SpinalTap is employed for numerous use cases within our infrastructure, the most prominent of which are:
Cache Invalidation: A common application for CDC systems is cache invalidation, where changes to the backing data store are detected by a cache invalidator service or process that consequently evicts (or updates) the corresponding cache entries. Preferring an asynchronous approach allowed us to decouple our caching mechanism from the request path, and application code that serves production traffic. This pattern is widely used amongst services to maintain consistency between the source of truth data stores and our distributed cache clusters (e.g. Memcached, Redis).

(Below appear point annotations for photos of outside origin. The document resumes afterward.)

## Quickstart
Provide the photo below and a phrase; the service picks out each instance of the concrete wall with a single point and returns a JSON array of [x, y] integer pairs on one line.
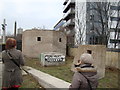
[[112, 59], [98, 53], [33, 48]]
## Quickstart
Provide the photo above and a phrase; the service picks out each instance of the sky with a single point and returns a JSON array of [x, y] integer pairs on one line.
[[30, 13]]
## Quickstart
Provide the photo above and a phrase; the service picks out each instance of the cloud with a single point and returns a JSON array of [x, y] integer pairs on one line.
[[31, 13]]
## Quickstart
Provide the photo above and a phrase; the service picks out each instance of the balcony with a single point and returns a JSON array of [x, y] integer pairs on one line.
[[70, 3], [69, 14], [70, 22], [65, 2]]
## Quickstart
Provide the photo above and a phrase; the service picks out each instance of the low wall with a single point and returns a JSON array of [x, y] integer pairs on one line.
[[98, 53], [112, 58]]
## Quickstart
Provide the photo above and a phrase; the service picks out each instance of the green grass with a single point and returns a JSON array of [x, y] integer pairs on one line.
[[64, 72]]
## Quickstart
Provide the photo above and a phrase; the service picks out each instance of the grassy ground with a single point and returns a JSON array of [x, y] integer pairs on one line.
[[30, 82], [63, 72]]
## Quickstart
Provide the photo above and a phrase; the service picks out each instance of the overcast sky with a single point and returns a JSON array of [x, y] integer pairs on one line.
[[31, 13]]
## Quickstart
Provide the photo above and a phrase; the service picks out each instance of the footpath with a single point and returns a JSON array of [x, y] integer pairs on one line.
[[47, 81]]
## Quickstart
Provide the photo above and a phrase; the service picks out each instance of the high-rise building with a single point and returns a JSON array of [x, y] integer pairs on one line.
[[87, 22], [114, 24], [69, 17]]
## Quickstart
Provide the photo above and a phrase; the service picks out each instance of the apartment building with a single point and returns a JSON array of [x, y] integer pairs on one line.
[[69, 17], [86, 22], [114, 24]]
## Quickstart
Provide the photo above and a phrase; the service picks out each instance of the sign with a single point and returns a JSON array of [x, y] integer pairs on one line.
[[54, 58]]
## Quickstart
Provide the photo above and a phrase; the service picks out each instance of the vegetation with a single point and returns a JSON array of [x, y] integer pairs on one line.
[[64, 72], [30, 82]]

Search Indexing: There are multiple search products at Airbnb that use real-time indexing (e.g. review search, inbox search, support ticket search). SpinalTap proved to be a good fit for building the indexing pipeline from data stores to the search backends (e.g. ElasticSearch), particularly due to its in-order and at least once delivery semantics. Services can easily consume events for the corresponding topics and convert the mutations to update the indices, which helps ensure search freshness with low latency.
Offline Processing: SpinalTap is also employed to export the online datastores to our offline big data processing systems (e.g. Hive, Airstream) in a streaming manner, which requires high throughput, low latency, and proper scalability. The system was also used historically for our database snapshot pipeline, to continuously construct backups of our online database and store them in HBase. This dramatically reduced the time to land our daily backups, and allowed for taking snapshots at a finer time granularity (ex: hourly).
Signaling: Another recurrent use cases for propagating data changes in a distributed architecture is as a signaling mechanism, where depending services can subscribe and react to data changes from another service in near real time. For example, the Availability service would block a listing’s dates by subscribing to changes from the Reservation service to be notified when a booking was made. Risk, security, payments, search, and pricing workflows are a few examples of where this pattern is employed within our ecosystem.
SpinalTap has become an integral part of our infrastructure over the last few years, and a system fueling many of our core workflows. It can be particularly useful for platforms looking for a reliable general purpose framework that can be easily integrated with your infrastructure. At Airbnb, SpinalTap is used to propagate data mutations from MySQL, DynamoDB, and our in-house storage solution. Kafka is currently the event bus of choice, but the system’s extensibility has allowed us to consider other mediums as well (ex: Kinesis).
Lastly, we have open-sourced several of our library components, and are in the process of reviewing the remaining modules for general release as well. Contributions are more than welcome!